Гоголь. Соловьев. Достоевский - Мочульский Константин Васильевич. Страница 33
«Наиболее глубокий переворот в Соловьеве, — сообщает Лопатин, — вызывает изучение Канта и в особенности Шопенгауэра». Молодой философ окончательно освобождается от догматизма и через кан–товскую гносеологию приходит к заключению, что знание не противоречит вере и что наука совместима с религией. Изучение Канта было для Соловьева школой философской дисциплины мысли, но теория познания, формально разрешив ему искать Бога, не могла этих исканий удовлетворить. Бог Канта был не живым Богом, а отвлеченным понятием, «постулатом практического разума». И Соловьев стремительно «влюбился» в Шопенгауэра.

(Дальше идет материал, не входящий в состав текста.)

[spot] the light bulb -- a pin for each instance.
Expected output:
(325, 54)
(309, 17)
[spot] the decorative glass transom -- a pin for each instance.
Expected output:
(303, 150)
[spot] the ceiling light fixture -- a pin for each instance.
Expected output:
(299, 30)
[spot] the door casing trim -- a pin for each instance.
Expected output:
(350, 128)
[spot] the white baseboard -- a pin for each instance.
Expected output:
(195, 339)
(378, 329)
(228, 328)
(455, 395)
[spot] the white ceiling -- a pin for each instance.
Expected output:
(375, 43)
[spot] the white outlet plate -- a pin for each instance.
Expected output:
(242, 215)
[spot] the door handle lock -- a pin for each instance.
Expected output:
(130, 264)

Лопатин пишет: «Шопенгауэр овладел им всецело, как ни один философский писатель после и раньше… У него Соловьев нашел то, чего не находил ни у одного из излюбленных им писателей — удовлетворение никогда не умолкавшей в нем религиозной потребности, религиозное понимание и религиозное отношение к жизни».

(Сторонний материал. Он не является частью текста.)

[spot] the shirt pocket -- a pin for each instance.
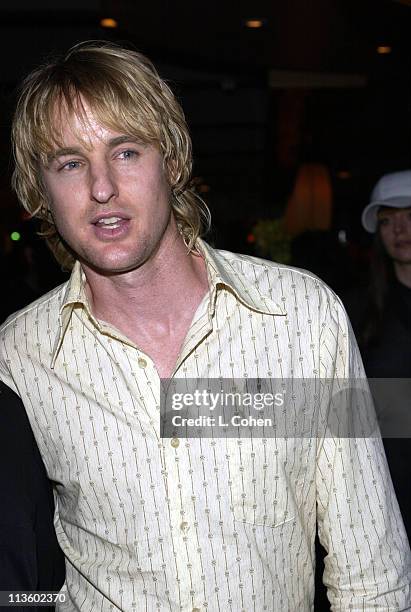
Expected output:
(266, 480)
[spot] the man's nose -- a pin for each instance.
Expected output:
(103, 185)
(398, 224)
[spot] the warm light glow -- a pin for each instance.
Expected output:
(108, 22)
(254, 23)
(383, 50)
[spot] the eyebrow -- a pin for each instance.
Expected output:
(113, 142)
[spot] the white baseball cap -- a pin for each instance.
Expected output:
(393, 190)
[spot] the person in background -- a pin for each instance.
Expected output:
(150, 522)
(382, 318)
(30, 557)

У немецкого философа Соловьев встретил родственную ему эсхатологическую интуицию. Биологическая эволюция Дарвина, привлекавшая его своим динамизмом, и теория прогресса Спенсера, вдохновлявшая его идеей исторического процесса, в сочинениях Шопенгауэра приобретали глубокий религиозный смысл. Вся мировая жизнь раскрывалась здесь как единый нравственный очистительный процесс. Цель истории — освобождение мира от зла и страданий через угашение злой воли к бытию. У Шопенгауэра Соловьев узнал знакомую ему русскую «страсть к разрушению». Пережитый им нигилизм возрождался, облеченный в философскую мантию. У Шопенгауэра было то же острое чувство неправды жизни, тот же пафос спасения и освобождения. Он учил, что конец мира должен наступить и что каждый может ускорить его приближение. Соловьев верил, что «правда» на земле скоро восторжествует, но не знал, какая правда. Шопенгауэр открыл ему глаза: эта правда — Нирвана. На некоторое время Соловьев становится буддистом и со страстью отдается изучению восточных религий.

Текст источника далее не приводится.